I'm playing around with trying to profile a Pants ...
# plugins
b
I'm playing around with trying to profile a Pants runs by using a WorkUnitCallback, and noticed some gaps in the workunit events that the callback sees. Namely a huge gap where
resolving requirements.pex
could be 🤔
h
Do you see it if you use --no-local-cache and --no-Pantsd?
b
I can try. I woulding imagine the ~40seconds it took for that resolution wasn't it pulling it from the cache 😬
I do feel like I see more "things" output on the dyanmic UI than I see in the workunits callback
It's also possible my callback code is wrong 🙂
No dice.
Here's what I see when linting a single file (FWIW I use
flake8
,
pylint
,
isort
, and
yapf
. But I only see Pylint)
It's also possible my callback code is wrong
Thats it 🙂
Much more colorful 🙂
Screenshot from 2021-12-22 09-40-44.png
🙌 2
However, I'm still scratching my head on how to add PID (and maybe TID if it's important) to the WorkUnitMetadata so the entries aren't overlapped
I tried adding it in Rustland, but it's always the same PID (which probably makes sense... but I don't know why 😉 )
h
Oh interesting, yeah we don't track the PID currently. What's the use case here?
c
That’s really cool stuff @bitter-ability-32190 😄
b
You can't tell from the screenshot, but there are multiple overlapping entries where multiple processes are running at the same time. I'm goofing off and trying to make a plugin (or Pants contribution) that'll output a Chrome trace JSON
📣 2
Chrome Trace JSON is pretty powerful. Right now I'm just using the simple data format, which understands PIDs and TIDs, and will render them in different swimlanes
If possible, I'd like to make the change(s) to Pants myself to help me understand the engine/architecture better. So feel free to reach out and I can pester whoever with questions 😛
💯 1
h
Cool! Stu if out for Christmas, but I can try taking a look too at where this code would go. Maybe open an issue about tracking PIDs/TIDs in workunit data? Will be helpful to centralize that convo
b
I'll keep goofing off a bit more and then put it on the shelf
h
The background is that zipkin chokes on large traces
h
Related: Rust is awesome, it's my favorite part of contributing to Pants. Lmk if you want help finding a starter issue if you want to dive into Rust
🙌 1
b
@happy-kitchen-89482 but also chrome JSON traces are great. Regardless of zipkin I'd likely prefer them since tools (like perfetto.dev) understand them
👀 1
I started with
speedscope
but that doesn't support multi-process
@hundreds-father-404 I was a C++ "guru" 🤮 at my last company a few years ago so Rust is too far off from what I already know. I also know it's a better C++ and advocated that we switch, even without "knowing" it 😂
❗ 1
❤️ 1
Chrome Traces also support more interesting use-case pother than event spans (nested start+end) like asynchronous events (which I've never used). So if you wanted to get really detailed, you could model Pants' asynchronous behavior pretty closely (have the resulting graph possibly show tasks that were started/stopped)
w
since this is async code, flamegraphs are unlikely to be useful. at various points in time, there will likely be thousands to tens of thousands of “threads” (they’re not threads)
🤔 1
but really glad that you’re looking at this! one useful avenue is likely to be looking at “self time” vs “cumulative time” for workunits
it’s the next thing i was planning on exploring for overall performance.

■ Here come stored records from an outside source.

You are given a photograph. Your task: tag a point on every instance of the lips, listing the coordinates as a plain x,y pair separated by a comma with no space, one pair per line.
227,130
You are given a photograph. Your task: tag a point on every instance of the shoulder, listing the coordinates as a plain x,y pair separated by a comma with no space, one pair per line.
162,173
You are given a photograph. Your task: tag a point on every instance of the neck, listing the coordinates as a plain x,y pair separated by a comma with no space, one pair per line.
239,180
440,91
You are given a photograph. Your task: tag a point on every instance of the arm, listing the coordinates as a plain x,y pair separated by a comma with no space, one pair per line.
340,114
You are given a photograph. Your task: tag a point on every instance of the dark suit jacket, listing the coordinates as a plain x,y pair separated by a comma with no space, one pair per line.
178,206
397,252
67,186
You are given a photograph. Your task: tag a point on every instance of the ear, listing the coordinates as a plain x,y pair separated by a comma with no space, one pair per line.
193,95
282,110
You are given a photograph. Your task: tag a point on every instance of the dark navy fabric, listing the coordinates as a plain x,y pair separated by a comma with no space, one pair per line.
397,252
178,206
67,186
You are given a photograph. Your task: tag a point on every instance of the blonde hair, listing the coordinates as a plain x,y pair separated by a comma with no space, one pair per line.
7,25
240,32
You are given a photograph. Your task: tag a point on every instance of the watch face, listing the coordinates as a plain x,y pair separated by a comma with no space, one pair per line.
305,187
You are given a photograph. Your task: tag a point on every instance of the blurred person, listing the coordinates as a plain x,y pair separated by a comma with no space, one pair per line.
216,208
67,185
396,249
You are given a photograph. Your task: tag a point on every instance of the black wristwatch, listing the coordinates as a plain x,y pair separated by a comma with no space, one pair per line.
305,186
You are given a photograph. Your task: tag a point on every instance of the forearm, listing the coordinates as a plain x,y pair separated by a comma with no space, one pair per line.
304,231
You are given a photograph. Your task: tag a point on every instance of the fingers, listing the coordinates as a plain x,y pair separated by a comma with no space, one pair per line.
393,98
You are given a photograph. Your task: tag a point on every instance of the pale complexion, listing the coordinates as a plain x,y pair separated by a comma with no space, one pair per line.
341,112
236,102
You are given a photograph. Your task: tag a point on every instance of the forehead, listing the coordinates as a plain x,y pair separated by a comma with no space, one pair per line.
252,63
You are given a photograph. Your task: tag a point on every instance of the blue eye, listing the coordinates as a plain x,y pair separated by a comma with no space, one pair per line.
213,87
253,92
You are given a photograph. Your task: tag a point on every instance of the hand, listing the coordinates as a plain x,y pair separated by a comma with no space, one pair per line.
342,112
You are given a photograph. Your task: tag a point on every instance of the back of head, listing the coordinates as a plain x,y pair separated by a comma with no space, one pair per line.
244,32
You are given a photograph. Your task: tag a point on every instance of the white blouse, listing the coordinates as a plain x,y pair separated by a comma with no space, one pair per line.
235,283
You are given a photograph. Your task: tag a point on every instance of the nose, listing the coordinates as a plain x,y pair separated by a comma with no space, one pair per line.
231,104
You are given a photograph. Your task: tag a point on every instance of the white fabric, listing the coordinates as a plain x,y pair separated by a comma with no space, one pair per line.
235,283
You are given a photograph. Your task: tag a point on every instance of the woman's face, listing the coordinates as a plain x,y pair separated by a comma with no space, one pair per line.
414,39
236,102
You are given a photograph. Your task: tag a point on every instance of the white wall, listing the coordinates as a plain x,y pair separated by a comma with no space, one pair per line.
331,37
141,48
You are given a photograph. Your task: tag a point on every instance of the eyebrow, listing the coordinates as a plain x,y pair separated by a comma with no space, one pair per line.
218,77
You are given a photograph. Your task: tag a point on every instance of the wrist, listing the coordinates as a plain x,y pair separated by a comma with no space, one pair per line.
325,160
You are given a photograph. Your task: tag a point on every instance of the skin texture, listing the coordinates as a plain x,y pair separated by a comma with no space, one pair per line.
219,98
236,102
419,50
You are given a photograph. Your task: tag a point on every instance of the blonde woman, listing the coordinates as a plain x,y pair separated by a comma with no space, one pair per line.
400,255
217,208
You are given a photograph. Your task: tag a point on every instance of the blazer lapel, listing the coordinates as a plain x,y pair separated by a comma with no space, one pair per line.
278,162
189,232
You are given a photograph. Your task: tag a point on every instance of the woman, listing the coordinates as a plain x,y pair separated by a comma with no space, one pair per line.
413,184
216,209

the only thing that is likely to be tricky is that because workunits form a tree rather than a dag (even though the underlying structure is a dag), when the “second parent” of a node in the graph adds a dependency on something that is already running, it won’t actually end up with a child (because it wouldn’t form a tree). unfortunately that means that that “second parent” would end up with a bunch of false self-time: it’s blocked waiting for a node, but that’s not recorded in the workunit tree.

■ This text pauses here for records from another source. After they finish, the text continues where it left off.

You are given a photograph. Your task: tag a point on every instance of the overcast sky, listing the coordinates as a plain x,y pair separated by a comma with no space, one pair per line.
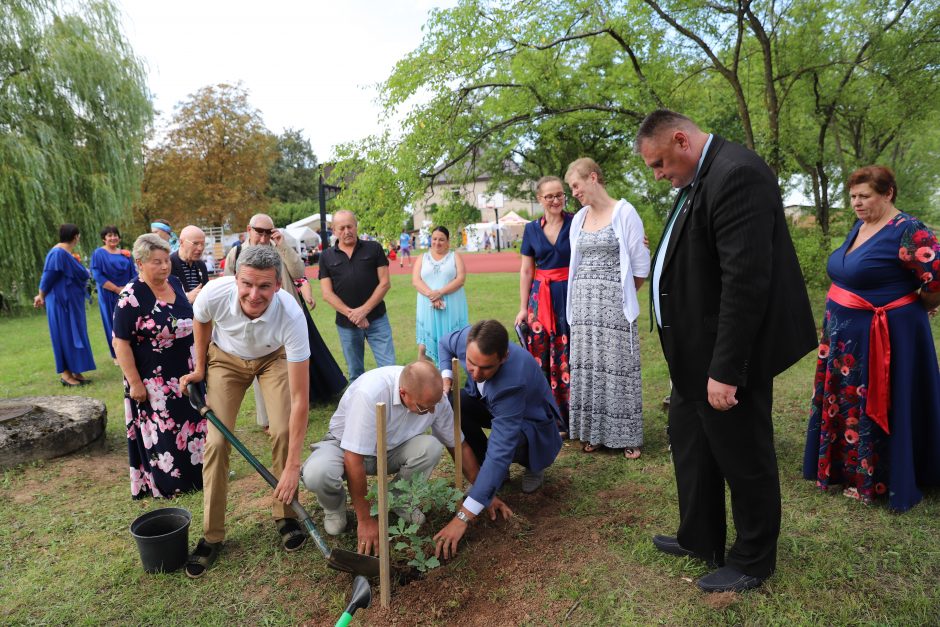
309,65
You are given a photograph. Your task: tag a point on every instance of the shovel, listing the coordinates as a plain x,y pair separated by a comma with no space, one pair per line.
359,600
337,559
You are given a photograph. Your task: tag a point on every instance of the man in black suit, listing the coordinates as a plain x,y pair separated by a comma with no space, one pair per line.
732,311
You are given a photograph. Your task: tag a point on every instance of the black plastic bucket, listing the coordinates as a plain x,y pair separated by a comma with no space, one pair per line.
162,538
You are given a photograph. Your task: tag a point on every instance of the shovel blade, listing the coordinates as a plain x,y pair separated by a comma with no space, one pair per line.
352,562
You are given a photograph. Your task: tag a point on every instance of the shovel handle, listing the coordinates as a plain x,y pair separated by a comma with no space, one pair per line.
198,401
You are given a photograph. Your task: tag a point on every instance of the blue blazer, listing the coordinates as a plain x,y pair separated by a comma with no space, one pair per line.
521,402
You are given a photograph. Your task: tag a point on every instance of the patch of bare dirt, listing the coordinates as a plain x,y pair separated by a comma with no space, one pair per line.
503,567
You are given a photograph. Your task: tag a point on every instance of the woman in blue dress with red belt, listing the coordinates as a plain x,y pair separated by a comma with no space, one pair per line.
543,289
112,269
62,291
875,421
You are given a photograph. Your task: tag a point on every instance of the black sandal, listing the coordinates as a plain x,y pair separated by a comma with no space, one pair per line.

having said that: the reason that they form a tree is mostly in order to support profilers like Zipkin and Chrome. and it would be easy enough to transform a DAG into a tree. so maybe the best solution would be to migrate to actually storing workunits (and giving them to WorkunitsCallbacks) as DAGs, and to then let whomever wants to render in Zipkin/Chrome transform to a tree.
➕ 3
b
For user profiling (which I imagine can be less detailed than y'all's internal needs) capturing the events at the process level seems to be "good enough". I just want to be able to take a trace and go "you spent 40 seconds resolving requirements" or "you spent 10 seconds running lint on this one file", etc...
w
ah, sure. in that case you can filter to nodes of type
run_local_process
🤔 1
➕ 1
or, if you’re interested in the time taken to do cache lookups or sandbox setup, can filter to all children of
multi_platform_process
nodes.
b
I think we've stepped outside my bounds of understanding 😅
But it sounds like something like this is on the radar, and obviously y'all have a much deeper and contextual understanding of the code and possible solution(s) 😉
w
mm, i think that i thought of a way to do what you’re trying to do with flamegraphs: https://github.com/pantsbuild/pants/issues/13960#issuecomment-999723884
at least for your purposes, the fact that we lie and treat the DAG as a tree is helpful (although a bit misleading)
b
FWIW filtering sub-trees using roots of
process
seemingly works
w
Neat! Yea, other potentially useful roots might be the roots for the pytest runner: https://github.com/pantsbuild/pants/blob/b89cdc18374d666c5a2b2ad60de4ec686ed3c1be/src/python/pants/backend/python/goals/pytest_runner.py#L324 ... then you could see everything that contributes time to setting up and then running the test
The
@rule(desc=...)
and rule function name end up in workunits.